Other campaigns will have a “job to do” in slowing the senator’s momentum, starting with Tuesday night’s debate, analyst Sarah Bianchi wrote in a note. Warren will likely “come under scrutiny for her position on Medicare for All,” along with the costs associated with expensive policies that opponents will argue are more suited to Harvard than to “real world problems,” Bianchi added.
Investors should also watch the debate for Democrats’ efforts to lash out against President Donald Trump’s China policy, as that “could entice the president to respond.” Bianchi sees a risk the debate will “incite” the president to “respond to the criticism and feel the need to up his rhetoric against the Chinese.” For now, however, Bianchi thinks Trump “will continue to stay on the course of the deal.”

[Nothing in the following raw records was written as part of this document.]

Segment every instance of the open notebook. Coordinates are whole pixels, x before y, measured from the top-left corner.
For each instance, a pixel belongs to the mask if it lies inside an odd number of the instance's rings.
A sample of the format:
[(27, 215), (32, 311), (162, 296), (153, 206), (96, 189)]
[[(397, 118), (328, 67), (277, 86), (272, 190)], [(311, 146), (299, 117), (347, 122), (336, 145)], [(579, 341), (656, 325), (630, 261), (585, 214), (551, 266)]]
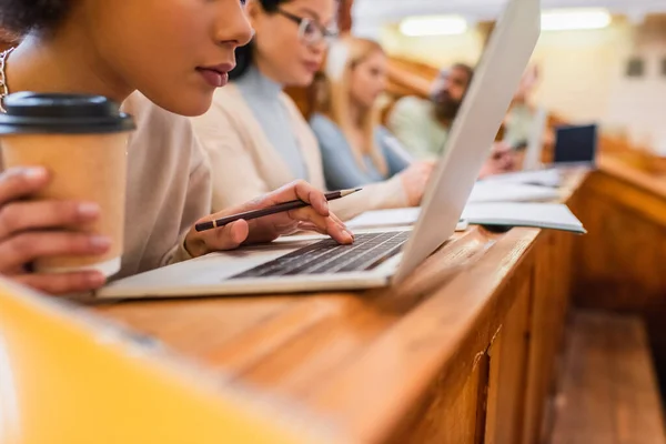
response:
[[(346, 225), (351, 229), (407, 226), (416, 222), (418, 213), (417, 208), (367, 211)], [(468, 203), (462, 220), (476, 225), (535, 226), (586, 233), (583, 223), (562, 203)]]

Bianchi also said she expects all of the “Democrats will pile on and criticize Facebook, adding to the bipartisan challenges the company is facing.”
She said that this is the first debate for Senator Bernie Sanders “since his heart attack and a central goal is to show that he is full of energy and ready for the fight.” She expects former Vice President Joe Biden will “come prepared to make the case that he can take this fight with Trump and avoid the distractions of the attacks on his family.”
Evercore ISI wasn’t immediately available to provide further details regarding the survey’s methodology.
Investors were primed to watch bank earnings for potential commentary about the 2020 elections and Warren’s agenda, Wolfe analyst Steven Chubak said Monday. Wall Street has been a Warren target in the past. On Tuesday, she pledged to forgo any high-dollar fundraising events if she becomes the Democratic nominee.
The stock market has already started to reflect the ramifications of Warren potentially capturing the White House, according to analysts who have been flagging the senator’s rising influence. And the worst may be past for managed-care stocks this year, barring any major surprises, as investors are growing fed up with the political rhetoric in Washington.
On Tuesday, U.S. stocks touched four-week highs, led by health care and financial shares, as earnings season began in earnest.